According to the WSJ, the tour includes a stop at 80 Second Ave., where Joe “The Boss” Masseria was almost assassinated in 1922.

("Lansky," the story continues, "was instrumental in a more successful 1931 assassination attempt of Mr. Masseria on behalf of Lansky associate Lucky Luciano.")

Grandson Meyer Lansky II, who was interviewed for the eight-part miniseries, also revealed that his grandfather had never discussed his underworld past.

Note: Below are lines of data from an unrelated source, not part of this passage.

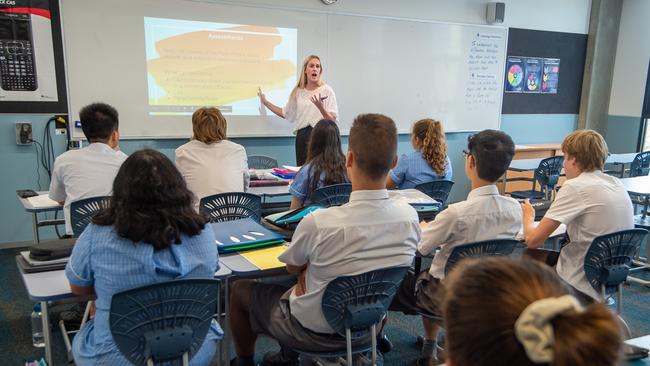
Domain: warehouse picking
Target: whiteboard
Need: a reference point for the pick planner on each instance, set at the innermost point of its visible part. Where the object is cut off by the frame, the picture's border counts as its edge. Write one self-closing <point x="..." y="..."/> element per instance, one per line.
<point x="406" y="69"/>
<point x="411" y="70"/>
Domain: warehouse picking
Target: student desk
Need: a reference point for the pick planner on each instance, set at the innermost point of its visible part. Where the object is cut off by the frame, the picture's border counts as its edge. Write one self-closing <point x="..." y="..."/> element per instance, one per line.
<point x="36" y="209"/>
<point x="44" y="287"/>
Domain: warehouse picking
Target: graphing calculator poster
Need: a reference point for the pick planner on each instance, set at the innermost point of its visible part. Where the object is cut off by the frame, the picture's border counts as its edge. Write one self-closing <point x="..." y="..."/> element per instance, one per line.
<point x="550" y="75"/>
<point x="27" y="63"/>
<point x="532" y="74"/>
<point x="514" y="74"/>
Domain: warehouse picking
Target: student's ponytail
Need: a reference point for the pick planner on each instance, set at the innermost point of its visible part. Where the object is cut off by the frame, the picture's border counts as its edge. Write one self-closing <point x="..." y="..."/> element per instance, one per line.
<point x="434" y="146"/>
<point x="590" y="337"/>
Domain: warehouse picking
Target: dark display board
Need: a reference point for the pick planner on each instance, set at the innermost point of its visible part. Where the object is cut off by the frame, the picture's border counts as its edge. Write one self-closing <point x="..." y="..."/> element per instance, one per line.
<point x="570" y="48"/>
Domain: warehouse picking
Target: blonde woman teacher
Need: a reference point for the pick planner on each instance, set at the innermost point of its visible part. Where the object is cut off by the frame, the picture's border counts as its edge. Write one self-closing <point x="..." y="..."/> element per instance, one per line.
<point x="310" y="101"/>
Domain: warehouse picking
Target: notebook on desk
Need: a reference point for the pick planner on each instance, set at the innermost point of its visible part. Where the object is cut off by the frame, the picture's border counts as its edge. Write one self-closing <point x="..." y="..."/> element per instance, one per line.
<point x="243" y="234"/>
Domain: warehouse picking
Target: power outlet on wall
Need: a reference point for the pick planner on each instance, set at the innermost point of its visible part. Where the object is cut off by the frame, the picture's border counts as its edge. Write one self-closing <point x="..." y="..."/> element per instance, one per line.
<point x="23" y="133"/>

“Every time I’d touch on that, he’d steer it away from that. He’d never get into things like what he did.”
Lansky II, Meyer's grandson.

It wasn't until Walter Cronkite mentioned him on the CBS Evening News that Lansky II got an inkling of who his grandfather was. (The coverage had to do with Lansky trying to get off a plane in Argentina, only to be ordered to get back on.)

“That’s when I started to learn what he was about,” his grandson remembered. “I thought he was a restaurant owner.”

Lansky II grew up in Tacoma, Washington. His father, Meyer Lansky's son, had been an Air Force pilot. The grandson found a career in the gaming industry as a casino employee, with "his famous name apparently opening more doors than it closed," the WSJ wrote.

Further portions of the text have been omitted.